Although both the Jewish and Whole Earth catalogues were essentially “outsider” enterprises, they both anticipated, and in some cases inspired, what became mainstream preoccupations.
In the case of the WEC, those included organic gardening, farm-to-table eating, “sustainable” architecture, alternative energy, and the “maker” movement. Ironically or not, it also birthed the tech fetishism and connectivity we live with today. Steve Jobs famously described the WEC as “sort of like Google in paperback form, 35 years before Google came along. It was idealistic and overflowing with neat tools and great notions.”
The Jewish Catalog, meanwhile, empowered an influential generation of Jewish leaders and lay people. It turned their discontent with the prevalent forms of synagogue and organizational Judaism into something homegrown and individualistic (and was criticized at the time for exactly that). Most of its contributors (and plenty of its readers) have gone on to lead congregations and Jewish organizations. You see its DNA in various projects that aim to provide new “tools” for under-educated or under-“engaged” Jews: the PJ Library of free Jewish books for young families, environmental organizations like Hazon and Urban Adamah, alternative spiritual communities like Ikar and Hadar, and how-to resources like MyJewishLearning and G-dcast.
Heady stuff, but what I remember best about the Jewish Catalog is how accessible and friendly it was. Jewish tradition — its texts, its language, its rituals, its relentless calendar, and its history — can be intimidating for those who didn’t grow up observant or Jewishly educated. There were other books on “making a Jewish home,” but they tended to be thick on technicalities and thin on assurances that “you can do it.”
We stopped being “Catalog” Jews when we joined a synagogue led by a full-time rabbi, let a custodian clean up after kiddush — and ordered a pre-fab sukka.
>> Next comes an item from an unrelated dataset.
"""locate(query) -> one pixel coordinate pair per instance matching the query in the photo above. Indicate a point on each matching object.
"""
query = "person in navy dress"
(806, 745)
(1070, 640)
It has a metal frame that fits like Lego pieces, tarp walls attached with Velcro, and a large, one-piece bamboo mat for the roof. There isn’t a nail or screw in the whole thing. My middle son and I slapped it up in less than an hour last weekend.
At this point I’m supposed to talk about how I miss our homely, do-it-yourself sukka, our homemade Jewish lives, the thrill of doing something for the first time. And there is some of that. But I feel we live a nice compromise between then and now. Judaism has always been a combination of home and institution, the street and the synagogue. Smart organizations are reaching people where they live and gently guiding them toward synagogues and organizations. And the best of them know that, while Judaism respects its past and reveres its authorities, there are some things you have to let people do for themselves.